A Rally Stumbles

What if you set a profit target for your trade at the envelope but later come to believe that the rally has even greater potential? How much longer can you hold? Experience has taught me that it is better not to overstay trades. Still, occasionally situations occur in which a rally rockets higher, and it feels tempting to hold on for a bit more than initially planned.

Once prices blow through your initial target, where will you take profits? There is an option that appeals to me because it feels the least stressful. I wait for the first day when the price fails to reach a new high for this move and sell either near the day’s close or soon after the opening the following day.

Here, as with everything else in trading, it is important not to try to reach for extremes. The top tick of a rally is the most expensive tick in the market—fortunes have been lost hunting for it. The logic behind the “no-new-high” tactic for a fallback target is straightforward. When a super-powerful move cannot reach a new high, it gives you a sign that the bulls are starting to run out of breath.

Figure 4.20 YHOO, daily chart

Of course, they may regain their breath and reach even higher, but I have long ago given up on trying to catch the absolute top. Remember, the top tick is the most expensive tick of every rally.

Figure 4.20 shows a YHOO rally that began in October.

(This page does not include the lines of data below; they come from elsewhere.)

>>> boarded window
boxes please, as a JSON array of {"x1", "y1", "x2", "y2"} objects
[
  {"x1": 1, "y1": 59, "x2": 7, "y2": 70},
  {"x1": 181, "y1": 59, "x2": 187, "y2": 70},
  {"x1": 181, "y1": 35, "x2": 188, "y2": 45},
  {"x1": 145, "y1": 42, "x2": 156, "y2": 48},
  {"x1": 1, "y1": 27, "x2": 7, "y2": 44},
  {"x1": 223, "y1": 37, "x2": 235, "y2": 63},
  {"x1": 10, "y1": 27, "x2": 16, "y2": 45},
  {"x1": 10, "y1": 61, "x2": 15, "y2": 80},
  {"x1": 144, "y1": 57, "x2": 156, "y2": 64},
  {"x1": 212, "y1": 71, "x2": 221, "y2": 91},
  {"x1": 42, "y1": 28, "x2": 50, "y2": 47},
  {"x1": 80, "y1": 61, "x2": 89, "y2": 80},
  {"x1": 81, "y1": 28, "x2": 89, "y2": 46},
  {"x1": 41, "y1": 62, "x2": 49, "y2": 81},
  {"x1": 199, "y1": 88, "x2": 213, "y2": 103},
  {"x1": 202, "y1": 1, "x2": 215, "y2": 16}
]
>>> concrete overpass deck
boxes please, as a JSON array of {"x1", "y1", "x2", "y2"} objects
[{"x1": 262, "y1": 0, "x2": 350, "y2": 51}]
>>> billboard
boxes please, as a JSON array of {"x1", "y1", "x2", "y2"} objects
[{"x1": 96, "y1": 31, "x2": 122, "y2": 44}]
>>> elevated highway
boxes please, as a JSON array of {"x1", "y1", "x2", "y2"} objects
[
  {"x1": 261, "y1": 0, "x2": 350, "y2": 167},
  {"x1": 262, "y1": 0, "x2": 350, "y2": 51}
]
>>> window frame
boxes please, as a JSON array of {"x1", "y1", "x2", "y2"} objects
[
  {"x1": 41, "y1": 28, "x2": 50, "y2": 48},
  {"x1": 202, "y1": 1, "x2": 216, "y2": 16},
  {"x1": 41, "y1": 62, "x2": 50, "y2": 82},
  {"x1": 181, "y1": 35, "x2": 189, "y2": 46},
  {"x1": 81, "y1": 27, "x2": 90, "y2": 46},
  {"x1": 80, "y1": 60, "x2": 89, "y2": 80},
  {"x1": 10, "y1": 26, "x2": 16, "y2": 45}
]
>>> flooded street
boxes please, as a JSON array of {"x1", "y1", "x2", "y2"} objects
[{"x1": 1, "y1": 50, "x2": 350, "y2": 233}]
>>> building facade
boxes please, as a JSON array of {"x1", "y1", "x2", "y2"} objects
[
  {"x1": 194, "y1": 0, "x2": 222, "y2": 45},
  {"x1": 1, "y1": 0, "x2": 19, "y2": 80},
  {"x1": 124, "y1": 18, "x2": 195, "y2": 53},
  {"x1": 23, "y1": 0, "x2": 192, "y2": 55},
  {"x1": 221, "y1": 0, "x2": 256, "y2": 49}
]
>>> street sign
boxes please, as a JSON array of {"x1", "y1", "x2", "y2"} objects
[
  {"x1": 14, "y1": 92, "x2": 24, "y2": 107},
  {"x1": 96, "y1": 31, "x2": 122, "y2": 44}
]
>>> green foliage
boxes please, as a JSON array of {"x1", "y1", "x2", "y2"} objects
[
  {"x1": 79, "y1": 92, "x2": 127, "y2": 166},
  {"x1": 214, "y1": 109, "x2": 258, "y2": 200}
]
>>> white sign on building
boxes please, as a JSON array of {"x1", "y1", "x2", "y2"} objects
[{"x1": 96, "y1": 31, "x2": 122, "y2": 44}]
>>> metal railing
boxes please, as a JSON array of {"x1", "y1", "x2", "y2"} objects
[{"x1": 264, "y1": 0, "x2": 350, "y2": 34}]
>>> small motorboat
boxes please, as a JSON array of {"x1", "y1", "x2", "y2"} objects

At first, it moved like so many other trades—below value in October, followed by a rally to the upper channel line, then a drop back to value in October, followed by another rally to the channel. Following the second rally, prices barely declined, showing that the bulls were very firm and not giving way to the bears.

After prices touched their value zone in November, they staged an explosive move to the upper channel line. They reached the line within one day and rocketed higher the following day. On the third day of this rally, the bulls appeared to either have lost confidence or taken a rest. The range on the third day was narrow and the volume thin, reflected by falling Force Index. Even more important, the bulls failed to lift prices to a new high for this rally. That was the signal to sell.

Prices did rally a little higher on subsequent days, but the bulk of the upmove was over. Three days after the “no-new-high” day, prices began to sink back towards value. Selling early beats selling late. Only someone with a crystal ball can call the top of every move, but those who live by a crystal ball must get used to swallowing a lot of ground glass. It is important to trade without regrets about missed opportunities. Remember—the power word is “enough.”